Irish SMEs pay more to borrow than big firms or European rivals
Small and medium-sized businesses with loans of less than €250,000 are being hit with interest rates more than double those with debt of more than a €1m, new data shows.
The interest rate gap over the last two years has been at least three percentage points, according to the figures from the Central Bank.
And interest rates for businesses generally in Ireland remain "significantly above euro area averages", running at about two percentage points higher than other European countries.
But the data highlights in particular the discrepancies in the interest rate charged depending on the size of the loan.
"Rates on loans under €0.25m are used as a proxy for the SME cost of credit. Interest rates are higher for smaller loans," the Central Bank said, in its latest report looking at SME lending.

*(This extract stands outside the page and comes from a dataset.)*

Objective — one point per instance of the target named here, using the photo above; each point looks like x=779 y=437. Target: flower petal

It added: "The three-month moving average interest rate for SMEs is 5pc for the latest data point, which is three percentage points higher than that for loans above €1m and 1.6 percentage points higher than that for loans between €0.25m and €1m."
Rates on SME loans continue to be among the highest in Europe, even though the issue has been repeatedly flagged in recent years. "The average interest rate on loans under €250,000 is currently 5pc in Ireland, down from late 2016 but remaining significantly higher than in comparator country groups," the Central Bank said.

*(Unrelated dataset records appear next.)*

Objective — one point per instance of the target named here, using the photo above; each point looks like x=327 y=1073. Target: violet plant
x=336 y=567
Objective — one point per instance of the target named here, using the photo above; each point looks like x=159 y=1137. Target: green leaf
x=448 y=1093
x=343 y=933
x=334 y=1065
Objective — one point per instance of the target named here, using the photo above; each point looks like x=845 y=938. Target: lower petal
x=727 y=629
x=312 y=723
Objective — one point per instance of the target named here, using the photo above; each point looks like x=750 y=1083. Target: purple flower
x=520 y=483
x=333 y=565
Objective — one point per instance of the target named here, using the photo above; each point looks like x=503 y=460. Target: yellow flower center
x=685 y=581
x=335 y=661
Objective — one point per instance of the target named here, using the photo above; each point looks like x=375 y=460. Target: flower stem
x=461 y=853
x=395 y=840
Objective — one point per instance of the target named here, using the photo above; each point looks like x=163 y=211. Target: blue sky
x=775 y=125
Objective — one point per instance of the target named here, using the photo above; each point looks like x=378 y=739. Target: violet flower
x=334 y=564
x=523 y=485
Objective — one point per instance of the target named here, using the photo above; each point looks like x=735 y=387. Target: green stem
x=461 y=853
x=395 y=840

"The premium paid on small versus large loans also remains substantially higher in Ireland."
Overall, new lending to SMEs in the non-financial and non-property related sectors grew by a third in the year to the end of March, with manufacturing, wholesale and retail experiencing strong growth.
The amount of money lent to SMEs in the first quarter totalled €3.6bn, a 32pc increase since the same period last year, and 38pc higher than in the first three months of 2015.

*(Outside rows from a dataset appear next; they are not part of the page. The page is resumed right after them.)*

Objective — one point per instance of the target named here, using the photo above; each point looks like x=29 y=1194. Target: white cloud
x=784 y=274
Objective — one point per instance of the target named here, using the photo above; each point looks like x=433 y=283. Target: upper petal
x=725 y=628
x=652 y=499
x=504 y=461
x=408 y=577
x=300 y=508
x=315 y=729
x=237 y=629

Compared to the first quarter of 2016, annualised new lending in the early months of this year rose across every sector.
In manufacturing it more than doubled, in hotels and restaurants lending was up by 95pc, while wholesale and retail up by 74.4pc.
Construction-related SMEs saw lending jump by 43.8pc, and by 21.5pc and 7.8pc in administrative services and agriculture respectively. The SME sector in the crisis years and early recovery suffered an acute shortage in lending, but this latest data presents a more positive picture.
Investment and working capital are the most common reasons cited by small and medium sized firms for financing applications.
The share of financing applications for investment reasons has grown from 36 to 47pc over the period from September of last year to March. The stock of outstanding credit is also going down, declining to €16.6bn, or over 8pc, in the first quarter. But the data also shows that the rejection rate on applications has increased from 11pc to 13pc over the year to the end of March.
Medium-sized firms have continued to experience a fall in rejection rates, while small and micro firms are experiencing increases. Rejections rates are high in a European context.
The SME lending market also remains highly concentrated. The market share of the three main lenders is currently 82pc.